L'immagine di un fiume in piena mi è molto cara. In effetti mi considero tale, sempre pronto ad esondare. Rimproverato per questa mia caratteristica, ribadisco che io non sono abituato a rimanere negli argini. Io esondo, naturalmente. Se questa mia caratteristica non piace, è bene lasciarmi perdere. Ma io negli argini non rimango.
E' fin troppo facile arguire che tutto ruota intorno al concetto di argine? Chi lo stabilisce? E perché? E con quale diritto? E perché io sarei tenuto a riconoscerlo? Forse perché quello "arginato" è l'unico modo in cui si è deciso di relazionarsi con me? Il piccolo problema è che non l'ho deciso io, che si tratta quindi di una decisione non condivisa. Perché dovrei farla mia? Pro bono pacis, per educazione, perché così si usa negli ambienti "dabbene"? Ma io sono naturalmente "dammale", ergo?
Che senso ha cercare di relazionarsi con me a rate? Che senso ha assegnarmi a una categoria? Che senso ha pormi dei limiti, degli ALT e via restringendo? Io sono un fiume in piena, ergo non sto programmaticamente negli argini e, quando ne ho voglia, esondo.
Inoltre, non accetto neppure di essere sopportato, di essere oggetto di quei giudizi per cui "sì, ogni tanto esonda, va fuori dagli argini, ma in fondo è bravo. Dunque tolleriamolo". Eh no, non mi faccio tollerare da nessuno, non mi faccio rinchiudere in una situazione o in una condizione "a dispetto dei santi". Non voglio limiti neppure nell'accettazione: nessuna accettazione condizionata...
Soprattutto, detesto di finire "negli album di famiglia": "sì, ci abbiamo provato, ma era un carattere difficile..." e la tua foto, la classica foto da lapide tombale, viene appiccicata, con lo sguardo naturalmente ebete che ne traspare, nei classici "ritratti di famiglia in un interno". No, quelle soluzioni da "amarcord" non fanno per me.
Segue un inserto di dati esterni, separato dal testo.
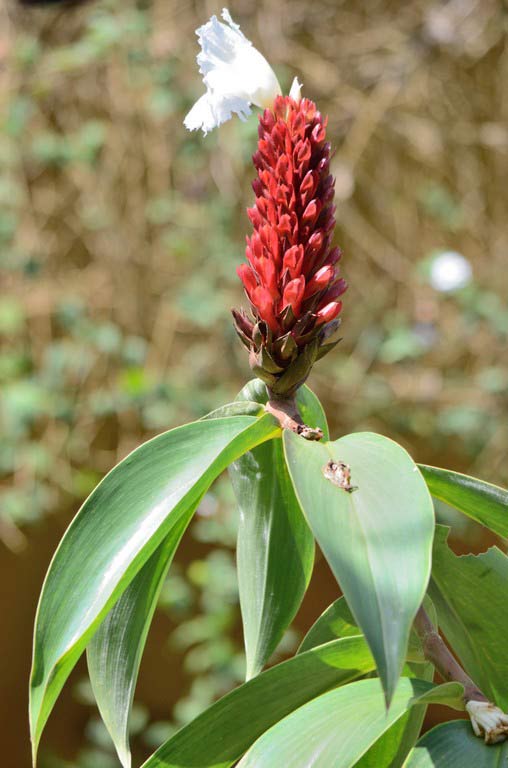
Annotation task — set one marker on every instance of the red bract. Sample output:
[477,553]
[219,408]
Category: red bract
[291,275]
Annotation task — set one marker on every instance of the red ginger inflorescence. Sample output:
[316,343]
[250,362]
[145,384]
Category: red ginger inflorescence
[291,278]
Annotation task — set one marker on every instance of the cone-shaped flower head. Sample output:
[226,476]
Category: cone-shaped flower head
[236,75]
[291,275]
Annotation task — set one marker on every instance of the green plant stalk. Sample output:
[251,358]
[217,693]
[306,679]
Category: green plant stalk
[286,412]
[436,651]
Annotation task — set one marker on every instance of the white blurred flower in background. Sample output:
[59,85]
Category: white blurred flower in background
[235,74]
[450,271]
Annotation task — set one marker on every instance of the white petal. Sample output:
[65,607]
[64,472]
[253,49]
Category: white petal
[296,90]
[208,113]
[450,271]
[234,72]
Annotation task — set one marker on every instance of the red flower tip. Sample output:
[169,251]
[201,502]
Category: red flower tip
[290,260]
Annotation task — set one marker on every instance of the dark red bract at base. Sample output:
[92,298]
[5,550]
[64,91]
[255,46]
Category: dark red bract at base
[291,278]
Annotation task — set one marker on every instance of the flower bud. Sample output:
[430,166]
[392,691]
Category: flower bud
[291,274]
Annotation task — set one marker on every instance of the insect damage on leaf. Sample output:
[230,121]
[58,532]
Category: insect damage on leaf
[339,473]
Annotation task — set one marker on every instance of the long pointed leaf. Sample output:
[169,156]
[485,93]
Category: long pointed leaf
[470,594]
[483,502]
[117,529]
[377,537]
[454,745]
[337,728]
[338,621]
[115,651]
[221,734]
[275,550]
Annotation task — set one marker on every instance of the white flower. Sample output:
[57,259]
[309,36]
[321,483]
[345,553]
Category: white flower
[488,721]
[450,271]
[235,74]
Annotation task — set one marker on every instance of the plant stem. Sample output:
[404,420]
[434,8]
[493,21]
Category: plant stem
[286,412]
[435,651]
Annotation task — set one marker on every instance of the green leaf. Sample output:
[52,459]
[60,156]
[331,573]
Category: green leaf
[221,734]
[118,527]
[394,745]
[275,550]
[337,728]
[470,593]
[454,745]
[377,538]
[485,503]
[338,621]
[115,651]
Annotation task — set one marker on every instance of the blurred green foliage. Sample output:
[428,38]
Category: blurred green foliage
[120,234]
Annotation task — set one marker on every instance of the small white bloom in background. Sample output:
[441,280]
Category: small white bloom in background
[450,271]
[488,721]
[296,90]
[235,74]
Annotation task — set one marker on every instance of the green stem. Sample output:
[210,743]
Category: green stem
[286,412]
[435,651]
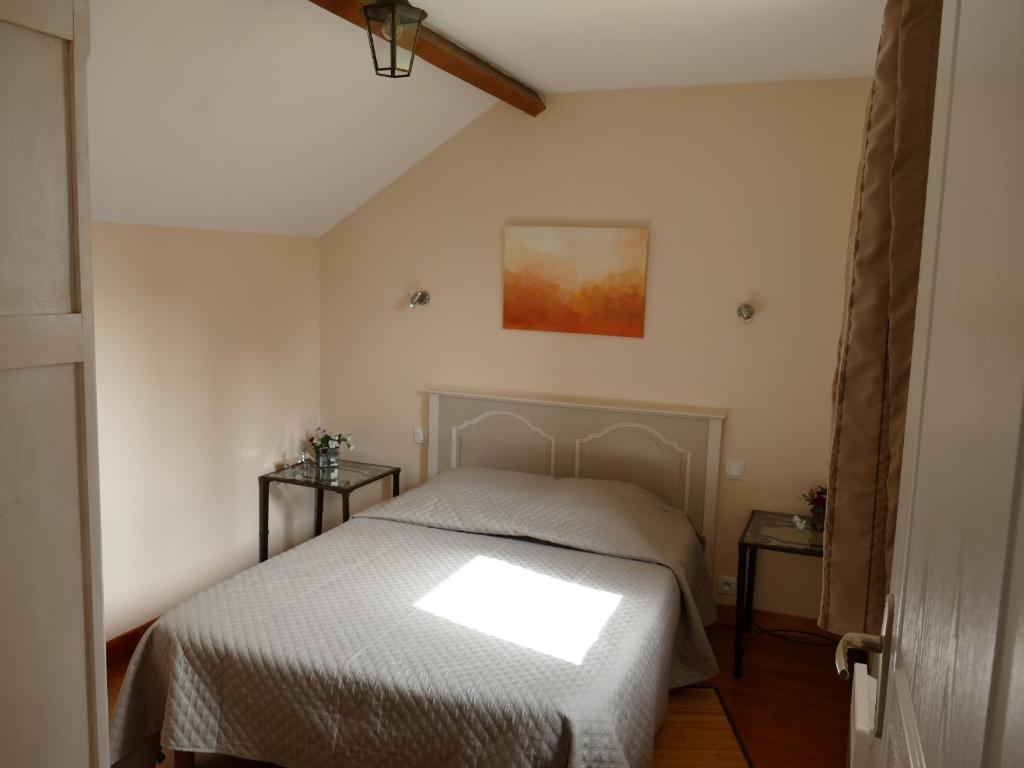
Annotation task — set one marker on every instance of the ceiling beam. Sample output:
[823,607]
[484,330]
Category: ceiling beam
[455,59]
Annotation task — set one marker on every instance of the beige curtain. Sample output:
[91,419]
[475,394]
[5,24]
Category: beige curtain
[873,365]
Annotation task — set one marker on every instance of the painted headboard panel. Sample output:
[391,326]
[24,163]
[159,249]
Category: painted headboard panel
[669,450]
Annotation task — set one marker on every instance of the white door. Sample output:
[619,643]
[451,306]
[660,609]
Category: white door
[955,682]
[52,678]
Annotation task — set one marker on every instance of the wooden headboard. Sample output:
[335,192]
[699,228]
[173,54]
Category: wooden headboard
[671,451]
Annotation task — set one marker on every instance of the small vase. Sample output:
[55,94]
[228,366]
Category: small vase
[327,458]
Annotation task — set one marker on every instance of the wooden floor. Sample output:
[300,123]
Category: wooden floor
[790,709]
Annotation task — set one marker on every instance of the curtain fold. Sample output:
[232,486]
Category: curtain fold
[873,361]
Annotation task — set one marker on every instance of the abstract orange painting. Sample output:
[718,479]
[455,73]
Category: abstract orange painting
[577,280]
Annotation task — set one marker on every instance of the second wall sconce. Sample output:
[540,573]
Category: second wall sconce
[745,312]
[419,299]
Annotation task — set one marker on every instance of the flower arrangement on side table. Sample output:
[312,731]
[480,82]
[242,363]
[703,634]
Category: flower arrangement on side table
[327,444]
[816,497]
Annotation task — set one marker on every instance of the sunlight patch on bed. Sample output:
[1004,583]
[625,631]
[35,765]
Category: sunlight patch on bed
[547,614]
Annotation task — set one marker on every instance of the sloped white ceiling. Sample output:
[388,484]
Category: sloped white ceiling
[578,45]
[264,115]
[259,116]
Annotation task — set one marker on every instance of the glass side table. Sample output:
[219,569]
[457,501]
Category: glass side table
[344,478]
[775,531]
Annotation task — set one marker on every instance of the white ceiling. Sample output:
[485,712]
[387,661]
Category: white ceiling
[264,115]
[577,45]
[257,116]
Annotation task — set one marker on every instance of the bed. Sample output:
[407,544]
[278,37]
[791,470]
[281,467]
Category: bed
[527,606]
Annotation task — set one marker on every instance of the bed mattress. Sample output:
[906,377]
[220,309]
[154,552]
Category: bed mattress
[482,620]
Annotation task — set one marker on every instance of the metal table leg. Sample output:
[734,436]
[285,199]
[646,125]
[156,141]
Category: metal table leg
[264,518]
[318,513]
[740,620]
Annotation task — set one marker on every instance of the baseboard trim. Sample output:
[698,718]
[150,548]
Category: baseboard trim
[770,620]
[121,647]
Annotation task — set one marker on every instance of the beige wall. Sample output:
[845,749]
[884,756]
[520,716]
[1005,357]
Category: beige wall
[747,190]
[207,347]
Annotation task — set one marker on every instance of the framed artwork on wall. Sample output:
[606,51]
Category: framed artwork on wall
[583,280]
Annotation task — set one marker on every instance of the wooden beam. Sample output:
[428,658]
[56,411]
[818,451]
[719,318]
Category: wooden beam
[455,59]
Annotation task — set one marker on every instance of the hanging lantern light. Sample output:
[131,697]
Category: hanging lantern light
[393,27]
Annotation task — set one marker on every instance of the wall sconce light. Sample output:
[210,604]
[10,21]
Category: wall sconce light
[745,312]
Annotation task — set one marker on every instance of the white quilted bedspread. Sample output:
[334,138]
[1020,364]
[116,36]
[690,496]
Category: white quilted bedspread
[425,633]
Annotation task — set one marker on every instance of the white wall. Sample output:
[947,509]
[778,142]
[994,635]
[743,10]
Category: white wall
[208,373]
[748,192]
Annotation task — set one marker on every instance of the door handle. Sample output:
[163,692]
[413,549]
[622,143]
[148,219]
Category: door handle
[872,644]
[858,640]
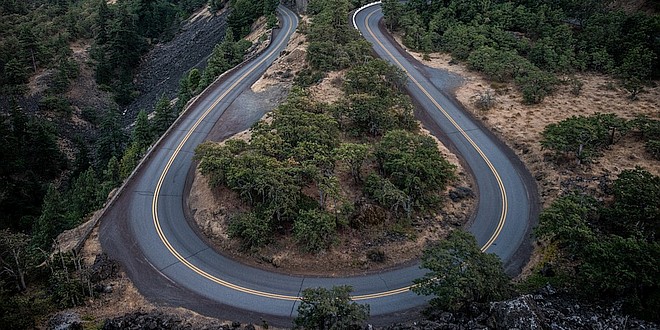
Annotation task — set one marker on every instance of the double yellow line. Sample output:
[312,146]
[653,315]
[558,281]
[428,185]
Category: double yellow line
[154,205]
[201,272]
[505,204]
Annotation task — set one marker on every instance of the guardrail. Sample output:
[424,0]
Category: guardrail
[96,217]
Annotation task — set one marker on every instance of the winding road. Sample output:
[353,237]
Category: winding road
[146,229]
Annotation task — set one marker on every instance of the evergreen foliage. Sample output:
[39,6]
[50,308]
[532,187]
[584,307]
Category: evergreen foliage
[460,274]
[528,42]
[610,250]
[330,309]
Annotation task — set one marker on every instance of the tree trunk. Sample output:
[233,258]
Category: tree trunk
[19,271]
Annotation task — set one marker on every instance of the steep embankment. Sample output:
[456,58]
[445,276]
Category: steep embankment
[166,63]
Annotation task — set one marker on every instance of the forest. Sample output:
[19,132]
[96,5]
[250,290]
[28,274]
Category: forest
[289,172]
[53,176]
[600,245]
[532,43]
[597,244]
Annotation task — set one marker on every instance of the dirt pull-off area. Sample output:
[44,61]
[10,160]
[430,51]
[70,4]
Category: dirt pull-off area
[287,66]
[213,208]
[520,125]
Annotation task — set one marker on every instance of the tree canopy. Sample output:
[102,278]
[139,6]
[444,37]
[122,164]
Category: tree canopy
[460,274]
[330,309]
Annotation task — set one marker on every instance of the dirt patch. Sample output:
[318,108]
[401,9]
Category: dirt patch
[520,126]
[400,245]
[286,67]
[124,298]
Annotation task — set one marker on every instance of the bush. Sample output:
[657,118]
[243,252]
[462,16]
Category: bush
[314,230]
[459,274]
[251,229]
[325,309]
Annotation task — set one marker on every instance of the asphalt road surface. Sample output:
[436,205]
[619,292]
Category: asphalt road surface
[169,263]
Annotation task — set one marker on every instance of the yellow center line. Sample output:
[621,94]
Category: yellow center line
[154,208]
[214,279]
[503,195]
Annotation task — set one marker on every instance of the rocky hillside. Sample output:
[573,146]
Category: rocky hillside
[166,64]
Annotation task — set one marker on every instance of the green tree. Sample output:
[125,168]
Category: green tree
[111,137]
[164,116]
[111,175]
[15,257]
[193,79]
[635,211]
[130,159]
[314,230]
[51,222]
[414,165]
[142,133]
[251,229]
[567,221]
[583,137]
[330,310]
[354,155]
[386,194]
[460,274]
[83,197]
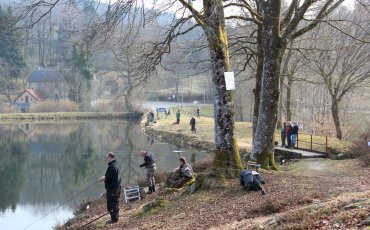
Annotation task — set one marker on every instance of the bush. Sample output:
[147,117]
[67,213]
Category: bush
[54,106]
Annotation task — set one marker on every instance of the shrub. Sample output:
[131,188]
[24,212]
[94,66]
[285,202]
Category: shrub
[54,106]
[202,165]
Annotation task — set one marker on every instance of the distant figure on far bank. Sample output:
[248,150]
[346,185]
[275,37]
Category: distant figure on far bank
[294,134]
[288,133]
[283,137]
[178,114]
[185,173]
[192,123]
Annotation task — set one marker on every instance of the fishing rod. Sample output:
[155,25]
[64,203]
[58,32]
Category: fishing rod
[65,202]
[95,219]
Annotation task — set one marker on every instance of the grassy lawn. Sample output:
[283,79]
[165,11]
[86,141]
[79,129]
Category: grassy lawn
[206,111]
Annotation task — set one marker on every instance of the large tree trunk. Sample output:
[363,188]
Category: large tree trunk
[272,44]
[227,159]
[281,99]
[128,96]
[335,114]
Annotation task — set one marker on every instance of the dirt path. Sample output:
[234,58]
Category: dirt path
[226,204]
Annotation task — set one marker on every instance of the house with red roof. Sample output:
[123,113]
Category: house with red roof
[28,97]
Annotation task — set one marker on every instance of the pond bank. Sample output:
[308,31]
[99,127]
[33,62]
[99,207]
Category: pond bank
[71,116]
[225,205]
[299,197]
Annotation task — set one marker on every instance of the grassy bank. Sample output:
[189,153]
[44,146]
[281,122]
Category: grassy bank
[205,132]
[69,116]
[295,199]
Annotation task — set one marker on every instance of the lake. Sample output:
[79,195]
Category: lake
[45,164]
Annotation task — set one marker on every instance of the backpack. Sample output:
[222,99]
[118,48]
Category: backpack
[250,181]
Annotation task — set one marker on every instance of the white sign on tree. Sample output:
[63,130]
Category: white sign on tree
[229,80]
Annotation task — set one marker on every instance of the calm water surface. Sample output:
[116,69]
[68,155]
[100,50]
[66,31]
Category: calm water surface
[43,165]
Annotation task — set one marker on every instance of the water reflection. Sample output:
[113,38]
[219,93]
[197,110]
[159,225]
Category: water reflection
[44,164]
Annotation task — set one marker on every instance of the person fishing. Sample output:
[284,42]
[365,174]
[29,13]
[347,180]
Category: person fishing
[150,166]
[112,183]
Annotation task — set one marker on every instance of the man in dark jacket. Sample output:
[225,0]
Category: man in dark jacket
[149,164]
[178,114]
[288,133]
[283,137]
[192,123]
[112,183]
[294,134]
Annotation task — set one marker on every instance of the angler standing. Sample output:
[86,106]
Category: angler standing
[149,164]
[112,182]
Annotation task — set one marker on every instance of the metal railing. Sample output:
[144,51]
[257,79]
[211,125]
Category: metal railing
[311,142]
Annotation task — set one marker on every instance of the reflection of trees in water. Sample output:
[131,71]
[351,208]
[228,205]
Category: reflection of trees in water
[12,170]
Io voglio il cartello da "nemico pubblico n° 1", voglio la dannazione eterna, la cancellazione da tutto e da tutti. Volevate una fetta di me, la classica fettina per stomachini delicati? Sorry, solo vendite all'ingrosso, niente vendite al minuto. Volevate una parte? Faccio in modo di negarvi anche il tutto. Perché dovrei essere come volete voi? E quello che penso e voglio io conta nulla, sempre nulla?
Che io sia dannato, è la condizione più bella. Una fossa comune, dove non c'è nemmeno un nome, nel bel mezzo della terra vera, non in qualche galleria di ritratti, magari "rivivificabili" per convenienza...
Morto, proprio morto, cancellato dalla memoria. Ma ben vivo nel ricordo, perché personalità come la mia non si dimenticano mai. Ricordano agli altri tutte le loro meschinità e le loro forti inibizioni. Quanto sono noiosi, infatti, i perbenisti, con le loro mezze voglie, le loro mezze vite, le loro mezze idee, le loro mezze (in)culture. Residui di sé medesimi. Residui del nulla.